Figure 5 shows the partial velocity contour of the air inlet at the front of the dirty air inlet pipe with y = 0 mm and an xoz section. It can be seen from the figure that when air enters the air inlet from the external environment, there is a velocity gradient change, and the air flow near the pipe wall is low, which will lead to an unsmooth air inlet. A clear sudden change in speed occurs at the second pipe bend, which leads to an excessive pressure loss at the bend. Figure 6 shows the velocity contour at the rear end of the inlet dirty pipe with z = −106 mm and an xoy section. It can be seen from the figure that the speed mutation region also occurs at the bending part, which affects the overall fluid flow uniformity and causes pressure loss. According to the two figures, the maximum velocity appears at the bend of the pipe, with the values of 57.8 m/s and 52.6 m/s. This is due to the sudden change in the flow channel inside the flow field and the effect of the pressure difference, which leads to the acceleration of the air flow, resulting in this maximum value.

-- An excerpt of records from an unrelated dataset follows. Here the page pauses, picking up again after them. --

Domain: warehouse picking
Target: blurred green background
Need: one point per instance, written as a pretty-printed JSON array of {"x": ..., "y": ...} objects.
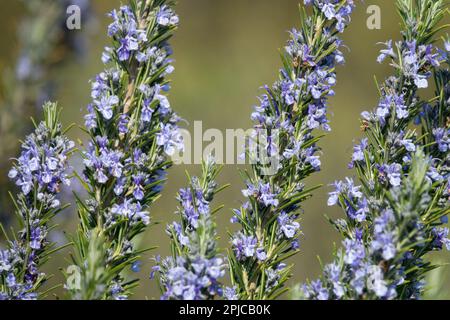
[{"x": 225, "y": 50}]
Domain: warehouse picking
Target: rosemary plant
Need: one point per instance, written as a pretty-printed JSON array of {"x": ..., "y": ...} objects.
[
  {"x": 39, "y": 172},
  {"x": 194, "y": 270},
  {"x": 133, "y": 132},
  {"x": 393, "y": 219},
  {"x": 289, "y": 113},
  {"x": 44, "y": 42}
]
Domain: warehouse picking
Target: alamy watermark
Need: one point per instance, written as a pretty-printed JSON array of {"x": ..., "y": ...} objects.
[{"x": 231, "y": 146}]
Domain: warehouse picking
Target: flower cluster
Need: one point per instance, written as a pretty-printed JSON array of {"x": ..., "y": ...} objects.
[
  {"x": 393, "y": 219},
  {"x": 288, "y": 114},
  {"x": 194, "y": 270},
  {"x": 133, "y": 132},
  {"x": 44, "y": 42},
  {"x": 39, "y": 172}
]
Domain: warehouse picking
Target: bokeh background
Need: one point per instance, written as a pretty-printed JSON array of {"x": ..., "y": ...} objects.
[{"x": 225, "y": 50}]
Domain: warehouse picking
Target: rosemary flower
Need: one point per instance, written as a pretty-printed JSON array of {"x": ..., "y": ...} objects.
[
  {"x": 194, "y": 270},
  {"x": 288, "y": 114},
  {"x": 133, "y": 132},
  {"x": 39, "y": 173},
  {"x": 393, "y": 219}
]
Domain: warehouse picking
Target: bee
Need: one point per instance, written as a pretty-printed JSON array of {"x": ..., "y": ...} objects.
[
  {"x": 384, "y": 265},
  {"x": 364, "y": 125},
  {"x": 296, "y": 62}
]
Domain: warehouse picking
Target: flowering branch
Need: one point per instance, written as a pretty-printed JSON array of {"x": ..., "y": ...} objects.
[
  {"x": 289, "y": 112},
  {"x": 39, "y": 172},
  {"x": 44, "y": 42},
  {"x": 392, "y": 219},
  {"x": 133, "y": 132},
  {"x": 195, "y": 267}
]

Figure 7 shows the velocity vector diagram of the inlet part at the front of the inlet dirty pipe with z = 0 mm and an xoy section. It can be seen from the figure that the velocity uniformity of the flow field at the front of the inlet dirty pipe is poor, and the local structure produces a backflow area, resulting in a pressure loss.
Figure 8 shows the pressure contour of the inlet part at the front of the inlet dirty pipe with y = 0 mm and an xoz section. It can be seen from the figure that there are pressure gradient changes at the inlet and at the bend, and the pressure gradient changes at the second bend are more obvious, which is due to the sharp increase in the speed at the bend, which is consistent with the analysis in Figure 5. Figure 9 shows the pressure contour at the rear end of the inlet dirty pipe with z = −06 mm and an xoy section. It can be seen from the figure that the pressure gradient change area also occurs at the rear end of the pipe, which is also caused by the speed surge at the bend, which is consistent with the analysis in Figure 6.

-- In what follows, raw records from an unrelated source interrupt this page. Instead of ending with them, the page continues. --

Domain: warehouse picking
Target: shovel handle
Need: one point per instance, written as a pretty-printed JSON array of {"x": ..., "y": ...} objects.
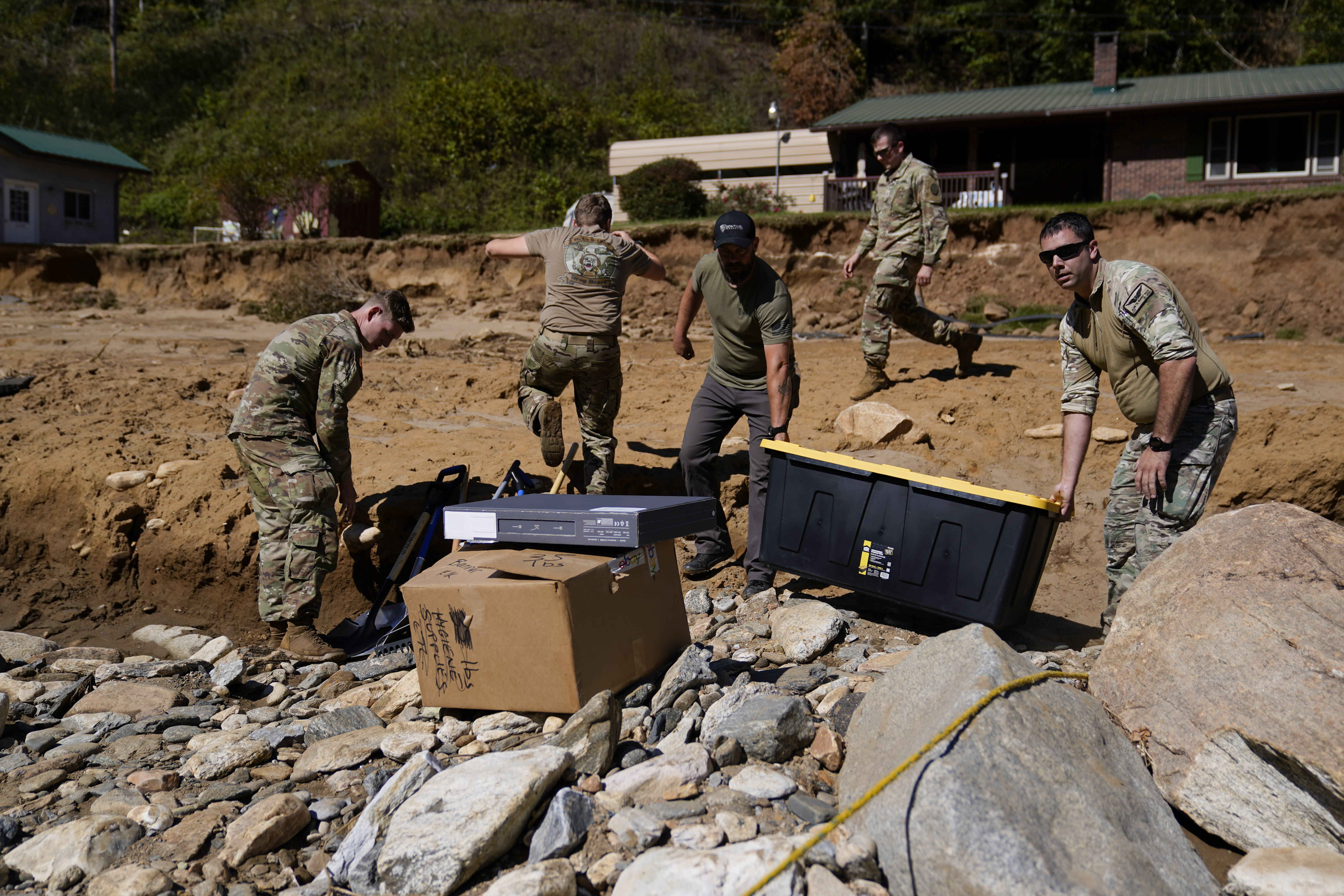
[{"x": 565, "y": 468}]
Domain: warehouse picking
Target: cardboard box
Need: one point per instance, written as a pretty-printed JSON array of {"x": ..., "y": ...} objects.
[{"x": 544, "y": 631}]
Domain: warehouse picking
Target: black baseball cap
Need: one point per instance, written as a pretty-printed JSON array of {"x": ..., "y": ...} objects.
[{"x": 734, "y": 228}]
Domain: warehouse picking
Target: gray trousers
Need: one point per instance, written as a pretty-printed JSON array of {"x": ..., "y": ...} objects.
[{"x": 716, "y": 410}]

According to the two figures, the inlet and outlet pressures are significantly different due to the uneven distribution of inlet air and the bending of the pipe. According to the calculation results, the average total pressure difference between the inlet and outlet of the original model is 230.01 Pa.

4.2. Optimization and Analysis of Intake Dirty Pipe Structure

When air enters the pipe, the pressure near the wall of the pipe is large due to the air entering from all directions, resulting in a velocity gradient, which affects the flow uniformity, resulting in an excessive pressure difference at the inlet and outlet. In order to increase the flow uniformity of the air and reduce the total pressure difference at the inlet and outlet, the front of the pipe was locally optimized by adding a trumpet structure. The optimized two-dimensional plane diagram is shown in Figure 10.
By changing the radius of the trumpet structure at the inlet, the flow state at the inlet is explored and the pressure change at the inlet and outlet is monitored. Due to the inner diameter of the intake pipe being 60 mm and the wall thickness being 2.5 mm, in order to avoid the influence of the horn-shaped structure on air flow into the intake pipe and the inability to match other components due to the large lateral width of the intake pipe, we increased the horn-shaped radius from 3 mm to 15 mm, with an interval of 2 mm in order to analyze the changes in radius on inlet flow uniformity and inlet/outlet pressure difference, and obtain the optimal radius. Compared to Mariotti’s spline curve generated by two Bézier points on both sides for internal flow [31,32,33], the author’s use of increasing the curvature radius of the inlet structure is simpler. Ensure the uniformity of air flow in the intake pipe structure while increasing the intake cross-section of the intake port.
After performing the same operation process as the original model on the variable radius conditions of the trumpet-shaped structure, we can use the simulation results to study the flow changes and pressure difference changes at the inlet. Figure 11 shows the velocity vector at the entrance of the section z = 0 mm, xoz, when the radius changes.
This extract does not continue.